Communiqué de presse: Le Conseil supérieur de la Justice engage une enquête particulière sur le fonctionnement de l’ordre judiciaire à l’occasion de l’affaire Fortis.

Le Conseil supérieur de la Justice a été créé par la Constitution pour contribuer à l’amélioration du fonctionnement de l’ordre judiciaire.

Pour réaliser cette mission, il dispose de plusieurs compétences :
- il joue un rôle déterminant dans la politique de nomination au sein de la magistrature et ce, de manière objective et non politique ;
- il soumet des avis aux responsables politiques pour améliorer le fonctionnement de la justice ;
- il exerce un contrôle externe sur le fonctionnement de l’ordre judiciaire.
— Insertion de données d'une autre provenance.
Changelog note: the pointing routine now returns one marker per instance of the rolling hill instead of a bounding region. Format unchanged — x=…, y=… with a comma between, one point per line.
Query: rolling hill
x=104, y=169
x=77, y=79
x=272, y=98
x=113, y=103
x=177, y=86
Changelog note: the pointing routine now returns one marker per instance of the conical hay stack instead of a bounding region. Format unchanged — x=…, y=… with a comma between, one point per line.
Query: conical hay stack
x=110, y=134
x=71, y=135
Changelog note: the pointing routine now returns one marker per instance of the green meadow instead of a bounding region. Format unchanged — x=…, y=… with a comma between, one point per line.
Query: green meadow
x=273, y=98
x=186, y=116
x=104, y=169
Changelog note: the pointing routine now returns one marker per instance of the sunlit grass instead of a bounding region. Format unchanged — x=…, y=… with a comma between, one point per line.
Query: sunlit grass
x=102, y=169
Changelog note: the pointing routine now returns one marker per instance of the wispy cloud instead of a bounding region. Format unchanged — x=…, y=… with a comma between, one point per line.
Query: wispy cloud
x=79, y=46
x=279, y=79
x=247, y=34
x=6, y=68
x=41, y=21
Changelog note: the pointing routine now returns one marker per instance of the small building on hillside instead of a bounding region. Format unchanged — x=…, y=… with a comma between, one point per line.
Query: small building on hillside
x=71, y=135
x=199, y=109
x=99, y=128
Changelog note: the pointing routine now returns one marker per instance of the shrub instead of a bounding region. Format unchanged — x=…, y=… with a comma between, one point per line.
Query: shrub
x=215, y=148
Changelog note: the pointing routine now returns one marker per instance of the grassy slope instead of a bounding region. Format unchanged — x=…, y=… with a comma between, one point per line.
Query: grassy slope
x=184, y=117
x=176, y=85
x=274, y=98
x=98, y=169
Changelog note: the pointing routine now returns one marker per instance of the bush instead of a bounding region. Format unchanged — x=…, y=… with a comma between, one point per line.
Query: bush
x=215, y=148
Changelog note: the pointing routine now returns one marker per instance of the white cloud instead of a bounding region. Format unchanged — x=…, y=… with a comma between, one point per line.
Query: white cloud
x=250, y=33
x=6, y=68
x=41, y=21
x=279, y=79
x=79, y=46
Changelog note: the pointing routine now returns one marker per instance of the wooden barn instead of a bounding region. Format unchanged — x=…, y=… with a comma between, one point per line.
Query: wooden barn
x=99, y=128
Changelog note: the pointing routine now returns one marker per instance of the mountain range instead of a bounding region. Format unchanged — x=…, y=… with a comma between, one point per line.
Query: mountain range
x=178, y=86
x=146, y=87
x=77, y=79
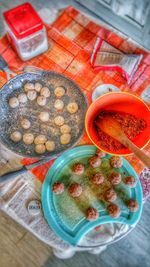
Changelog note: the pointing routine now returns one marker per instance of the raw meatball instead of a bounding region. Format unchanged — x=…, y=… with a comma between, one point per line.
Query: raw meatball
x=100, y=153
x=40, y=139
x=65, y=129
x=130, y=181
x=50, y=146
x=78, y=168
x=40, y=149
x=113, y=210
x=13, y=102
x=132, y=205
x=59, y=91
x=65, y=139
x=32, y=94
x=28, y=87
x=41, y=100
x=98, y=228
x=38, y=87
x=22, y=98
x=110, y=195
x=16, y=136
x=45, y=92
x=116, y=162
x=28, y=138
x=92, y=214
x=95, y=161
x=44, y=116
x=72, y=107
x=97, y=178
x=75, y=190
x=59, y=120
x=58, y=188
x=59, y=104
x=25, y=123
x=114, y=178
C’est la Commission d’avis et d’enquête réunie (CAER), constituée au sein du CSJ, qui assure cette mission de contrôle externe sur le fonctionnement de l’ordre judiciaire. A cet effet, cette Commission dispose de plusieurs compétences, et notamment, celle d’engager des enquêtes particulières sur le fonctionnement de l’ordre judiciaire. Elle peut décider d’office de mener une enquête particulière. Dans ce cas, l’enquête sera menée sous la direction d’un de ses membres magistrats. Lorsqu’elle mène une enquête particulière, la Commission d’avis et d’enquête dispose des pouvoirs spécifiques suivants. Elle peut descendre sur les lieux afin de faire toutes les constatations utiles, sans toutefois procéder à une perquisition. Elle peut également consulter les dossiers judiciaires qui sont clos. Elle peut enfin entendre les membres de l’ordre
judiciaire à titre d’information.

Le 23 décembre 2008, la Commission d’avis et d’enquête réunie a décidé, à la majorité des deux tiers de ses membres, d’engager une enquête particulière sur le fonctionnement des juridictions et parquets suite à l’affaire Fortis.

Il s’agit d’une enquête spécifique par rapport aux enquêtes de nature pénale ou disciplinaire qui seraient éventuellement ouvertes dans le cadre de l’affaire Fortis. La CAER ne peut en effet mener de telles enquêtes pénale ou disciplinaire. Au terme de son enquête, elle pourra formuler des recommandations spécifiques (pour les juridictions et corps concernés) et générales en vue de contribuer à l’amélioration d’une justice responsable, moderne et indépendante. Au cours de l’enquête particulière, aucune communication ne sera faite sur le déroulement de celle-ci afin d’en garantir le fonctionnement objectif. Dès que l’enquête particulière sera clôturée, il en sera fait rapport.